RNA interference of ALP and PLB in Aspergillus fumigatus was transformed by a specific vector of plasmid pBC-hygro containing a dsRNA coding sequence and a GFP sequence. Mice were then challenged with 106 CFU ALP and PLB gene-silenced Aspergillus fumigatus(ΔALP and ΔPLB). The severity of keratomycosis in the animals was scored visually with the aid of a dissecting microscope and slit lamp. Eyes were enucleated at 1, 2, 4, and 8 days after fungal challenge and homogenized to evaluate the production of MMP-2, MMP-9 mRNA and protein by real-time PCR and western blot,respectively.
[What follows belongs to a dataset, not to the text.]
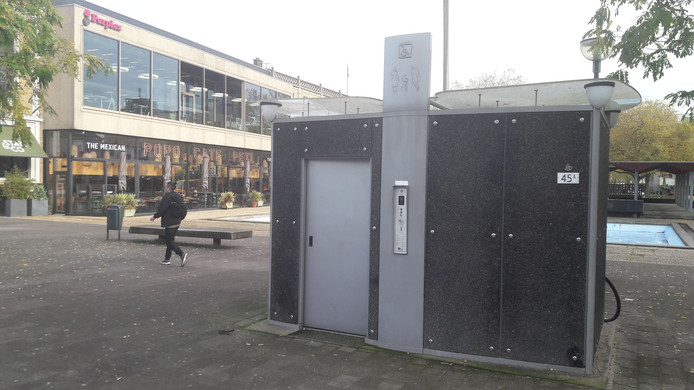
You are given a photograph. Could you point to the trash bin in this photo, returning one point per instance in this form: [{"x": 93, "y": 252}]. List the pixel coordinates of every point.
[{"x": 114, "y": 218}]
After RNA interference, the inhibition of ALP and PLB gene expression in the transformant were 65.35% and 40.94%. The scores ofΔALP and ΔPLB challenged eyes was obviously lower than the controls from 2 day to 8 day after fungal challenge (p<0.05). In the eyes challenged by ΔALP, it was the expression of MMP-9 protein (p<0.05) but not MMP-9 mRNA (p>0.05) that statistically downregulationed, and the MMP-2 mRNA and protein were slightly upregulationed from 4 day to 8 day after challenge. However, in the eyes challenged by ΔPLB, MMP-9, MMP-2 mRNA and protein were both significantly downregulated.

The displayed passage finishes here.